Prese un respiro e buttò fuori l’aria, riaprendo gli occhi e osservando lo scompartimento. Non c’era nessun James, non c’era Lily, non c’era Peter e non c’era lui, non c’erano Dorcas e Frank, non c’erano Mary e Sarah. C’era solo il professor Remus John Lupin, non un ragazzino, non uno studente, non un amico, non un Malandrino.

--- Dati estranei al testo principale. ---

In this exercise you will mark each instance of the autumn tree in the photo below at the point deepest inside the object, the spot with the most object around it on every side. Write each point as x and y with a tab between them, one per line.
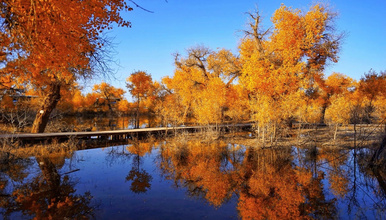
50	44
201	79
107	95
372	87
141	87
285	60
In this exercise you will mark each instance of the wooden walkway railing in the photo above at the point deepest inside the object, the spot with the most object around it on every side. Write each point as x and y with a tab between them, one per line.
114	134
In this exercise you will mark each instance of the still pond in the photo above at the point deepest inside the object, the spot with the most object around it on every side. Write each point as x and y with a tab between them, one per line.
193	180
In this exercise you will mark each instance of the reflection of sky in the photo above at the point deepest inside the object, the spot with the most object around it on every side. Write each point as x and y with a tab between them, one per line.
178	25
103	173
105	177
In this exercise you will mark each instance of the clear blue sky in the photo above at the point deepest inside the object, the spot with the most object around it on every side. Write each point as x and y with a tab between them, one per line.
179	24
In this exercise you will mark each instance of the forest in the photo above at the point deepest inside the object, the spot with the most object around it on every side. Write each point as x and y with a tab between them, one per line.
275	79
316	147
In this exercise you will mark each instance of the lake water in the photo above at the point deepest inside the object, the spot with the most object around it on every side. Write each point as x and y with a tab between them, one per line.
193	180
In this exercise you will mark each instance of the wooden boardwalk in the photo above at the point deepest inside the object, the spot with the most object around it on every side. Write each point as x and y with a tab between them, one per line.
113	134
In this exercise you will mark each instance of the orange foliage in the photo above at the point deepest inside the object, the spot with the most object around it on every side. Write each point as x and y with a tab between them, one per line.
279	69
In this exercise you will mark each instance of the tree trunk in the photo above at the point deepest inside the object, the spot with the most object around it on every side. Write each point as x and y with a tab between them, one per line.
49	104
336	131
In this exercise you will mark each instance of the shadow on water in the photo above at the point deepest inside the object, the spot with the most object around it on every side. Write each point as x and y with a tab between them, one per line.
195	180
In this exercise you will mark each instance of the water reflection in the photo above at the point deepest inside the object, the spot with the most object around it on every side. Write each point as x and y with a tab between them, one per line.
47	195
194	180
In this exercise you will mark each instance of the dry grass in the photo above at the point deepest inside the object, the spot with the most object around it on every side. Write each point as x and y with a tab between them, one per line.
55	148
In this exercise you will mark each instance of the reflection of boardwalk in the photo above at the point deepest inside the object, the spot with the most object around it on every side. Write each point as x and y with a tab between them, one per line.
116	134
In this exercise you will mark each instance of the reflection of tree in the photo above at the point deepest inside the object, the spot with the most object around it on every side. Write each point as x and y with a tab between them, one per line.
48	196
139	177
141	180
338	174
267	183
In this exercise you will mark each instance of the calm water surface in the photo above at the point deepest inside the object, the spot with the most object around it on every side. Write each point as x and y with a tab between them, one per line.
192	180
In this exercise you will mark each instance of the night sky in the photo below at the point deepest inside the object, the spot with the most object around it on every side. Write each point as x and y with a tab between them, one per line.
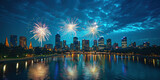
138	20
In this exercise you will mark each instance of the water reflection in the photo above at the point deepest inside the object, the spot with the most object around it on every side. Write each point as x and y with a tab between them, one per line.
92	71
4	68
38	71
71	72
82	66
26	65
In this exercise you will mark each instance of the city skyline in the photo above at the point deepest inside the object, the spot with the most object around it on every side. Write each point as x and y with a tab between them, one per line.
114	19
99	43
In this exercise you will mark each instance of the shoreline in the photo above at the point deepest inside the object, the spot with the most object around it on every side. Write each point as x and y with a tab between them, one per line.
45	56
27	58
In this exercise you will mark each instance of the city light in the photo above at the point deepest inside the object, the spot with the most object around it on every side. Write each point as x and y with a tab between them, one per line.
72	72
38	71
41	32
92	70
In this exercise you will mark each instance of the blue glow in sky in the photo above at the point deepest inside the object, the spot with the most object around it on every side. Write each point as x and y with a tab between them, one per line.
139	20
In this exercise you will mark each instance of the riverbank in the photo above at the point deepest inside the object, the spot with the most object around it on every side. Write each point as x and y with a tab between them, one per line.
28	58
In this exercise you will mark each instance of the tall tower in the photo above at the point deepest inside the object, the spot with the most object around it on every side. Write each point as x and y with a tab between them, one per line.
13	40
101	43
75	43
6	42
124	42
109	44
78	45
95	45
57	41
30	46
64	44
83	44
23	42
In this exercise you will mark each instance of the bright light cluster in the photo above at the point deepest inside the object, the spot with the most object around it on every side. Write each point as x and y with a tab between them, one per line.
69	26
93	30
41	32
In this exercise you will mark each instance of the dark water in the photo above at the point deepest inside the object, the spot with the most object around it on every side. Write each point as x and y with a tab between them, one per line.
83	67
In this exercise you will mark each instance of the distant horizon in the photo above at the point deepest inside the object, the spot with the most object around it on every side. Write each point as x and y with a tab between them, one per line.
90	44
112	19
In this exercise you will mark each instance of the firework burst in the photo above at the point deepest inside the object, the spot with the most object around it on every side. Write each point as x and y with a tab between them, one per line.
41	32
69	26
92	30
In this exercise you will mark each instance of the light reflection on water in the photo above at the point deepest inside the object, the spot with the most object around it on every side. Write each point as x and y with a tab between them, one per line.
83	66
38	72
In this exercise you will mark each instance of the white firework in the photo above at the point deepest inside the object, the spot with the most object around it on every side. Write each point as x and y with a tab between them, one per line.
41	32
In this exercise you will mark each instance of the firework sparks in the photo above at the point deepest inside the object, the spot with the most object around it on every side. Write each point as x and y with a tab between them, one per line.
69	26
41	32
93	30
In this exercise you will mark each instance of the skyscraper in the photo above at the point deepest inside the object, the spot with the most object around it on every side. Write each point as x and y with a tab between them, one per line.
109	44
115	46
87	45
124	42
64	44
95	42
101	45
30	46
133	45
6	42
23	42
13	40
48	46
95	45
78	45
57	41
83	44
75	43
146	44
71	46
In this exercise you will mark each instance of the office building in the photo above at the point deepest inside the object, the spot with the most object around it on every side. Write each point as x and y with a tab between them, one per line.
23	42
109	44
13	40
101	45
49	47
115	46
124	42
146	44
75	43
30	45
6	42
57	41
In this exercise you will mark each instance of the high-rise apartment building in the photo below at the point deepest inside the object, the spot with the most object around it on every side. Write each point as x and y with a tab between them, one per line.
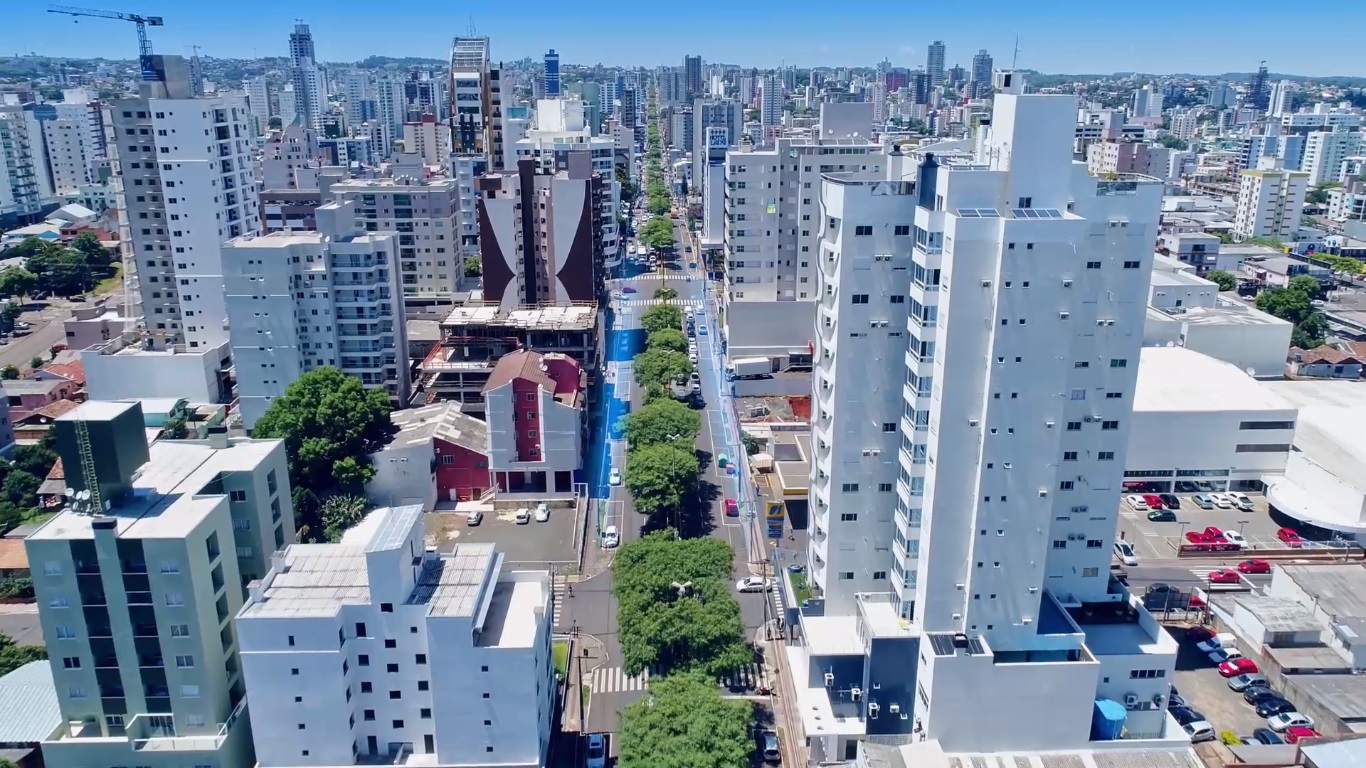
299	301
1269	202
138	581
426	659
693	81
935	58
477	101
541	232
963	507
187	186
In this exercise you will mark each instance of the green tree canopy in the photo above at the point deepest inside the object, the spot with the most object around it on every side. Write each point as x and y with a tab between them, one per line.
660	317
661	421
686	723
1225	279
660	477
667	339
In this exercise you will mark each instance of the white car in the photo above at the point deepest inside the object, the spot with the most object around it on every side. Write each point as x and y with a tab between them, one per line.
1290	719
1224	655
1124	551
753	584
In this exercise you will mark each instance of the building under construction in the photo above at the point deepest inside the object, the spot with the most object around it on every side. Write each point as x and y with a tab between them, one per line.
476	335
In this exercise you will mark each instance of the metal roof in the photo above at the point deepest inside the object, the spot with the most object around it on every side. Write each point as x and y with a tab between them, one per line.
29	708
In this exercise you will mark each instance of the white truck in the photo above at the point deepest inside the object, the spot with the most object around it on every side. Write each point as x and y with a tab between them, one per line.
749	368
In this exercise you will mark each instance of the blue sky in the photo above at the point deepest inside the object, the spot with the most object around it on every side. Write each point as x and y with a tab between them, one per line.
1056	36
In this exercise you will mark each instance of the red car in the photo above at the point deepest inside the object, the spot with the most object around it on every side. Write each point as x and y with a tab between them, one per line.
1235	667
1224	576
1295	733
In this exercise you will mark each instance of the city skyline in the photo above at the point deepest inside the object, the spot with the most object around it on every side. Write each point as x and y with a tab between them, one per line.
1066	37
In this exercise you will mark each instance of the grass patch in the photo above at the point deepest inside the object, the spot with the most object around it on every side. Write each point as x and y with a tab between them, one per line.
562	657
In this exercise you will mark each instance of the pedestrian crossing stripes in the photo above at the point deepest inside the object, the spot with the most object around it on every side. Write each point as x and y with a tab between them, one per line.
614	679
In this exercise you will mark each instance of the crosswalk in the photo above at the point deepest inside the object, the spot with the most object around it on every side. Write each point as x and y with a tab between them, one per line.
614	679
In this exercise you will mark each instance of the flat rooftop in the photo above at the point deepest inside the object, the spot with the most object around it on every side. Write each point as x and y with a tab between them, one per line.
165	496
1175	379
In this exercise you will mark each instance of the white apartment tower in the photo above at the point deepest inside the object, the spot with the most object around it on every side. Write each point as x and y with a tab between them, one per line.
298	301
976	491
187	186
380	649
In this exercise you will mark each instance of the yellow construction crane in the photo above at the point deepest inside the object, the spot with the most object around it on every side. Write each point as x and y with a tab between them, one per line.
144	22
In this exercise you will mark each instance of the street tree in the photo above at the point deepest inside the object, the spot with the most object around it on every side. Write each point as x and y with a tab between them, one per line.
661	421
660	317
660	477
1225	279
686	723
667	339
660	366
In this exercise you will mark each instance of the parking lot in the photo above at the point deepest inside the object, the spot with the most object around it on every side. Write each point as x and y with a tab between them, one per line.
534	544
1161	539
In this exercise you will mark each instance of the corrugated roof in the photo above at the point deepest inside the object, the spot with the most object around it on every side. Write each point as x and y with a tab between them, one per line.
29	708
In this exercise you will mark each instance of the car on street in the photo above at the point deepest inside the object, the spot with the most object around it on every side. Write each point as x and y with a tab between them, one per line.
1295	733
1290	719
753	584
597	750
1266	735
1235	667
1124	551
1239	683
1224	576
1290	537
1273	707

Un uomo logoro quanto i suoi abiti, segnato da cicatrici sottili e rughe di dolore, con trentatré anni sulle spalle, i capelli grigi, una valigia consunta reduce da giorni decisamente più felici e un bagaglio ancora più scrostato pieno di emozioni forti, colmo di una vita troppo breve per contenere tanta angoscia, tante privazioni, tanta tristezza e tanto abbandono. Era stato uno dei tanti uomini distrutti dalla guerra, eroi rimasti a camminare su questa Terra per un disgraziato incidente e che avrebbero dato qualunque cosa per essere sottratti a un tale ignominioso destino. Avrebbe preferito essere morto, Remus John Lupin, per non dover sopravvivere con la consapevolezza che il suo mondo non esisteva più. Aveva perso tutto, Remus John Lupin, gli era stata sottratta la sua esistenza un pezzo dopo l’altro, e ora si ritrovava a impersonare un ruolo che non conosceva per cercare di legarsi per quanto possibile a ciò che era rimasto dopo l’uragano che aveva raso al suolo il suo futuro. Avrebbe indossato una maschera nuova, l’ennesima, e forse sarebbe stato abbastanza fortunato da dimenticarsi chi fosse in realtà, chi si nascondesse davvero dietro le toppe cucite insieme che formavano il suo abito; era un uomo spezzato, Remus, e la sua maledizione era stata essere circondato da persone che invece erano state polverizzate. Avrebbe voluto giacere inerte, abbandonarsi al dolce conforto del nulla, e non rialzarsi più, ma aveva perso il treno anche per la morte ormai, nemmeno quella grazia gli era stata concessa.
 
E, a proposito di treni, la locomotiva rossa in quel momento fischiò. Si udì un gran sbattere di porte chiuse all’ultimo momento, un tramestio di piedi che si muovevano veloci nelle carrozze e di pesanti bauli che venivano trascinati a fatica. Il professore richiuse gli occhi ascoltando i versi di gufi a gatti e il vociare di ragazzini eccitati e decise che visto che avrebbe dovuto fingere sarebbe stato meglio cominciare ad allenarsi, così tenne le palpebre serrate, simulando un sonno che da troppo tempo mancava. Tuttavia mentre lasciava correre la sua mente tra pensieri sempre più infelici una sorta di torpore le invase e lui si lasciò completamente in balia di esso; udì come da una grandissima distanza la porta dello scompartimento aprirsi e delle voci bisbigliare qualcosa, poi la porta si richiuse dolcemente e i passi di quelli che dovevano essere ragazzini cessarono; probabilmente si erano seduti, pur mantenendosi ben lontani da lui. Continuò ad avvertire i discorsi sibilati dei coraggiosi occupanti dello scompartimento di un docente ma non ne afferrò le parole, non ne seguì il filo, non riusciva a riemergere dallo stordimento che tanto aveva agognato nei giorni passati. Poi però un nome bucò l’involucro oscuro che stava rivestendo la sua mente, e il nome si portò dietro milioni di ricordi che si affastellavano e si rincorrevano, e in quel momento seppe che non avrebbe mai avuto la forza di staccarsi da ciò che era stato. Non sarebbe mai stato soltanto il professor Lupin. I Malandrini non muoiono mai; i Malandrini sono per sempre.